When to facet: When you have 3+ groups and they overlap so much that a single plot is unreadable. Facets trade space for clarity.

One-Variable Distributions: Histograms & Density

For continuous variables, plot the distribution with a histogram:

R
1ggplot(penguins, aes(x = body_mass_g)) +
2 geom_histogram(binwidth = 200)

Control bin edges with boundary:

R
1ggplot(penguins, aes(x = body_mass_g)) +
2 geom_histogram(binwidth = 200, boundary = 0)

Overlay a smooth density curve:

R
1ggplot(penguins, aes(x = body_mass_g)) +
2 geom_histogram(binwidth = 200, aes(y = after_stat(density))) +
3 geom_density(color = "blue", linewidth = 1)

Boxplots for Distributions

R
1ggplot(penguins, aes(x = species, y = body_mass_g)) +
2 geom_boxplot(aes(fill = species), alpha = 0.7)

Adding Trend Lines

Use geom_smooth() to add a trend line:

R
1ggplot(penguins, aes(x = flipper_length_mm, y = body_mass_g)) +
2 geom_point() +
3 geom_smooth(method = "lm", se = FALSE) # se=FALSE removes confidence band

Transparency & Shapes

Control transparency with alpha (0 = fully transparent, 1 = fully opaque):

R
1ggplot(penguins, aes(x = flipper_length_mm, y = body_mass_g)) +
2 geom_point(alpha = 0.5, size = 3) # semi-transparent points

Control point shape with shape:

R
1ggplot(penguins, aes(x = flipper_length_mm, y = body_mass_g)) +
2 geom_point(aes(shape = species), size = 3)

Labels & Titles

R
1ggplot(penguins, aes(x = flipper_length_mm, y = body_mass_g)) +
2 geom_point() +
3 labs(
4 title = "Penguin Flipper Length vs Body Mass",
5 x = "Flipper Length (mm)",
6 y = "Body Mass (g)"
7 )

color vs fill

For plots with bars or filled shapes:

  • color colors the border or outline
  • fill colors the interior
R
1ggplot(penguins, aes(x = species)) +
2 geom_bar(aes(fill = species)) # fill bars by species
3
4ggplot(penguins, aes(x = flipper_length_mm, y = body_mass_g)) +
5 geom_point(aes(color = species)) # color the points

Scales and Themes

Control plot colors and appearance with scale_*() functions and theme():

R
1ggplot(penguins, aes(x = species, fill = species)) +
2 geom_bar() +
3 scale_fill_manual(values = c("darkorange","purple","cyan4")) +
4 theme_minimal() +
5 theme(legend.position = "none")

Common complete themes:

  • theme_minimal() — clean, minimal background
  • theme_classic() — classic x/y axes, no grid
  • theme_bw() — white background with gridlines

Reordering Categories with fct_reorder()

By default, factors are ordered alphabetically.
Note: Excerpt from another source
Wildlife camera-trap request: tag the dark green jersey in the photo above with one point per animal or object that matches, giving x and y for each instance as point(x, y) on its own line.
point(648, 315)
Use fct_reorder() from the forcats package to reorder by another variable:

R
1ggplot(penguins, aes(x = fct_reorder(species, body_mass_g, .fun=mean),
2 y = body_mass_g)) +
3 geom_boxplot()

fct_reorder(x, y) orders the levels of x by the median of y (the default). Pass .fun = mean to sort by mean instead. This is essential for ranked bar charts and ordered boxplots.

Common Exam Plot Mistakes

Watch out for these:

  • Wrong geom: geom_bar() counts rows; geom_col() uses your y values. Know which you need.
  • Aesthetic placement: Fixed values (like colors) go OUTSIDE aes(). Data-driven aesthetics go INSIDE.
  • Confidence bands: geom_smooth() adds a band by default. Use se=FALSE to remove it.
  • Both facet_wrap(vars(col)) and facet_wrap(~col) work in ggplot2. The vars() style is preferred in tidyverse code, but ~col is not deprecated and won't cause errors.
  • Missing na.rm: Summary geoms warn if data has NAs. Add na.rm=TRUE to suppress warnings.